The chain in my pocket seemed to burn. I reached inside and brought out the shining necklace. The heart swung gently from side to side. Riley stared. “How did you get that?”
“That’s for me to know, and you to not worry about,” I said. “Preacher didn’t know this had a code. He thought it was from her mother, and he took it to upset her.”
“Maybe that’s what he told you.”
“Trust me, he was speaking the truth. He had no idea. Will you take me to Sarah’s house?”
Riley stepped out into the bitter weather with her patented hunched over stature. “Where are you parked?”
“The Audi with the black rims.”
“Jesus, you got some money.”
“It’s not mine.”
She halted. “No way. No one else.”
“You can trust him. He’s the guy who showed up the night I found you at the Rattner, but I promise, he’s good.”
She snapped her head back and forth. I really didn’t want to do this today. She was coming whether she wanted to or not, but I was bone-tired. I didn’t feel like physically fighting with her.
“He knows more about me than anyone,” I said. “Believe me, he could get me in a lot of trouble. But he won’t, and we need him.”
“You’re going to get me killed.”
I shook my head. “No chance.”
I started for the Audi, but she remained rooted in place. “Look, you don’t have to go,” I called back over my shoulder. “I can find out where Sarah lived on my own. But don’t you want to help the woman who did so much for you?”
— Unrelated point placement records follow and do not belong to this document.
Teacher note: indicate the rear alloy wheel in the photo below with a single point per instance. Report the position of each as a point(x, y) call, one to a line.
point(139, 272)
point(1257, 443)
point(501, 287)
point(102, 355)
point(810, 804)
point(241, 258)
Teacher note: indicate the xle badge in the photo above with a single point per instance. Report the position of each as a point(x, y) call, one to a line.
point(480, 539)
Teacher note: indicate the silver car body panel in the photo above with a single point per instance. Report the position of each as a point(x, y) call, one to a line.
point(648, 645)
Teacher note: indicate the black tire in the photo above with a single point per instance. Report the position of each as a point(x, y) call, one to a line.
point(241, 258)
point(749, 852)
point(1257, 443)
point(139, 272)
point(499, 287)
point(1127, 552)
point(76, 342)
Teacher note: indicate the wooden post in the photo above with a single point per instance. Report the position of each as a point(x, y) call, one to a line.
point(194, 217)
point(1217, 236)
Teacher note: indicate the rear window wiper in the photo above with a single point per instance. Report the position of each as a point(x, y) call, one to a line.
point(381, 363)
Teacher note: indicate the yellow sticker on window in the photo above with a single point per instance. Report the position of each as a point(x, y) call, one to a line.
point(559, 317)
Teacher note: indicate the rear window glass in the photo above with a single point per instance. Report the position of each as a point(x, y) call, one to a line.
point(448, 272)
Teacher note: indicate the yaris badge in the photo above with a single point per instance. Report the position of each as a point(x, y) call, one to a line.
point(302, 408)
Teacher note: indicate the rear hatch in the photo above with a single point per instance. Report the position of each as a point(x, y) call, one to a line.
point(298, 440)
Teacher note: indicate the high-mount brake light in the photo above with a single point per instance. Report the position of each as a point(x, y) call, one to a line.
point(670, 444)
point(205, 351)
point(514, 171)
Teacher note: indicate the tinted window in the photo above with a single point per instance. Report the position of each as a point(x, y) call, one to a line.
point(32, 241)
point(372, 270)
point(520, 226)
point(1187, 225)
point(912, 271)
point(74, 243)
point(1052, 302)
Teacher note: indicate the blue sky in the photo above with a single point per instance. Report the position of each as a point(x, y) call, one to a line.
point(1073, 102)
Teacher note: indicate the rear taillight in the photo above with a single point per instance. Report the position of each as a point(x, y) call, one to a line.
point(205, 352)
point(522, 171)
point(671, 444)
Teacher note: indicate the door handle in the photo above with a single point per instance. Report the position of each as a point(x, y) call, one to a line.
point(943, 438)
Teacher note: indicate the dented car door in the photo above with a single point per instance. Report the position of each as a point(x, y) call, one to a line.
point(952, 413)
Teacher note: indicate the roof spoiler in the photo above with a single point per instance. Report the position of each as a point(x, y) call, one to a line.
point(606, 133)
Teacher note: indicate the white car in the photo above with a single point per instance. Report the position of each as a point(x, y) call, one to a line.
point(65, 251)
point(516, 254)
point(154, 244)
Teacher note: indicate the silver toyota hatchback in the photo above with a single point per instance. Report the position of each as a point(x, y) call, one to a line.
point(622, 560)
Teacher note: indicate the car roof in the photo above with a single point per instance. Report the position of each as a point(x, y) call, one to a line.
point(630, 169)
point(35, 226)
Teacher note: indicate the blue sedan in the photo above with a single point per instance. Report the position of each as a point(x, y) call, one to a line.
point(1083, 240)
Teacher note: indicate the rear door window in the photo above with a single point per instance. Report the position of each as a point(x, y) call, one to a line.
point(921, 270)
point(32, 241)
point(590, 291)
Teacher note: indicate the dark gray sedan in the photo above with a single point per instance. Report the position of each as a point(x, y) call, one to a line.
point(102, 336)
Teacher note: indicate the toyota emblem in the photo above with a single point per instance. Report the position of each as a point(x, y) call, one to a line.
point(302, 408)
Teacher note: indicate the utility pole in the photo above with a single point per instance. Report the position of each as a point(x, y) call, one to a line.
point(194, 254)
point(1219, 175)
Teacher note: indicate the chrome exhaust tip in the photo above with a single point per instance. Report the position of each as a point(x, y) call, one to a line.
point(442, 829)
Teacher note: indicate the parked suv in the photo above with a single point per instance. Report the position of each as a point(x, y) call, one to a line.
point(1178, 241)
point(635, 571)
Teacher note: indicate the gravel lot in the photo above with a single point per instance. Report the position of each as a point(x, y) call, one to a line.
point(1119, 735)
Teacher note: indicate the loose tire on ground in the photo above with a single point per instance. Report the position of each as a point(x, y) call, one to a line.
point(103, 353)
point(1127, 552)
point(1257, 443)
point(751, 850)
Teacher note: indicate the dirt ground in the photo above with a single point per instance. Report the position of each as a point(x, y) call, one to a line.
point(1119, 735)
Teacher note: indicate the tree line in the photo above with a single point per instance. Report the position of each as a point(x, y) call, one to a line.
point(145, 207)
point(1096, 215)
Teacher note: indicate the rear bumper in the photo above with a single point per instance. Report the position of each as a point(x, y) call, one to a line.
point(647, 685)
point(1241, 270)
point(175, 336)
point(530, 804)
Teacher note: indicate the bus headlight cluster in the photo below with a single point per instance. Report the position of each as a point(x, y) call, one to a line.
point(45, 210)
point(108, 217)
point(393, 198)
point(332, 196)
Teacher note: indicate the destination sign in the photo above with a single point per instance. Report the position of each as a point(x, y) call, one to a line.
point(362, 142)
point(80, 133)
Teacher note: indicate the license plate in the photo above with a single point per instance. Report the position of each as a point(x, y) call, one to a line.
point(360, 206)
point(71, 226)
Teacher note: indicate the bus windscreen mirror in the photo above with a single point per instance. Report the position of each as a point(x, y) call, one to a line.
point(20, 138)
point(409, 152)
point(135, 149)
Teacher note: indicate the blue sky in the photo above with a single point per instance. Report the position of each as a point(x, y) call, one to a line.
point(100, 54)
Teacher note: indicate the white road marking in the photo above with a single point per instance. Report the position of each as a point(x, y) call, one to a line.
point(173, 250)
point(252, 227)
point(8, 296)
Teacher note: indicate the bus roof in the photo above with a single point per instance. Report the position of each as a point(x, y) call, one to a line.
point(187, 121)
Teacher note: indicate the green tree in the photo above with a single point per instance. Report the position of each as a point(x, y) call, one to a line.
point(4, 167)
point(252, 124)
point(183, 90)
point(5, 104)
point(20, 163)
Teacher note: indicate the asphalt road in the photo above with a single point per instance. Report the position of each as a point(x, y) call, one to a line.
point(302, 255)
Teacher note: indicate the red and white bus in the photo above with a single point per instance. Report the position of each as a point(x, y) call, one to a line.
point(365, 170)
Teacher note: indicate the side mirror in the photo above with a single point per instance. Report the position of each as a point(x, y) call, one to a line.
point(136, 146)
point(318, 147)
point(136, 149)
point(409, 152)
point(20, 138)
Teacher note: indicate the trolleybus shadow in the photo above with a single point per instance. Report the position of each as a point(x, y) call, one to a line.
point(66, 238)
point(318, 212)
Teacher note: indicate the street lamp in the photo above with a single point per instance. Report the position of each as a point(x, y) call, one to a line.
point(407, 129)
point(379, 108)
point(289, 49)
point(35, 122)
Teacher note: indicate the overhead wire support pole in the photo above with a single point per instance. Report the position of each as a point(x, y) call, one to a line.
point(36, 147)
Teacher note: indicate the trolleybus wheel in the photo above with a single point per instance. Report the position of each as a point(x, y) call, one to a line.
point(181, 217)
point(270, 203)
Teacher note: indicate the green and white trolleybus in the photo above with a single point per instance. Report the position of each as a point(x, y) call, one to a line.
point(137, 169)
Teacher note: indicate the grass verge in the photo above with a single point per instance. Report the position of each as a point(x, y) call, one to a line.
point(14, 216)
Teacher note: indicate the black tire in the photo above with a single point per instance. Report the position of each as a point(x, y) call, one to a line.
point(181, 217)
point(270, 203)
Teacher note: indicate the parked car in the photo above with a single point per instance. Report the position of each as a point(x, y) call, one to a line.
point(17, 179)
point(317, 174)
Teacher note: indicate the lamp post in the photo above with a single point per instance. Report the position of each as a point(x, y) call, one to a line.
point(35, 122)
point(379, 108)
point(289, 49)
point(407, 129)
“Preacher did stuff for me too, you know? I keep helping you, and either him or one of his boys will kill me.”
“Is that what he told you when he took the little boy you were babysitting?”
She stilled. “What? I
took him back to his mother after we talked.”
I turned to face her, feeling as if I were caught up in the pivotal moment of a high stakes film, when the music reaches a fervent peak and the final bomb is dropped. “Then Preacher took him after that. His picture is on a website advertising his services to the scum of the earth. Preacher provided his boss with it. What do you think of your big savior now?”
Fat tears squeezed out of Riley’s eyes. “You telling the truth?”
“I’d never lie about something like that.” At least that much was true.
Shoulders sagging, she slumped to the car. Her posture screamed defeat, and I knew she’d play by my rules now. It’s interesting just what exactly will break a person’s will.
I opened the backseat and gave Chris a pointed look. “This is Riley. I’ve assured her you will be nice.”
She slipped into the seat as if she expected it to open up and suck her into the fine leather.
“Hi.” Chris turned around and flashed the smile I’d fully expected him to use.
Riley flushed and stared.
“What’s going on?” Chris asked.
I quickly filled him in and then reached for his phone.
“Who are you calling?”
“Todd.”
“What?” He snatched the phone from me.
“Todd? Who’s Todd?” Riley said from the backseat. “You didn’t mention anyone else.”
I locked the doors and motioned for Chris to apply the child locks. “Detective Beckett isn’t going to arrest you. He’s trying to find Sarah’s killer. That’s all he cares about.”
“Are you serious?” Riley burst out. “He’s a cop! I thought we were going to get the locket, maybe you’d take care of things yourself.”
“I’m not sure what you mean.”
“You killed people!”
I leveled an icy stare at her. Chris didn’t turn around, but the tension crackled between us. He’d do whatever I needed him to do. “I think you’re mistaken.”
“Beckett isn’t vice,” Chris said. “And you’re a valuable witness. If all this information works out, you’ve got a lot to bargain with.”
“And isn’t that what Sarah taught you?” I said. “If you haven’t learned it yet, you’d better start.”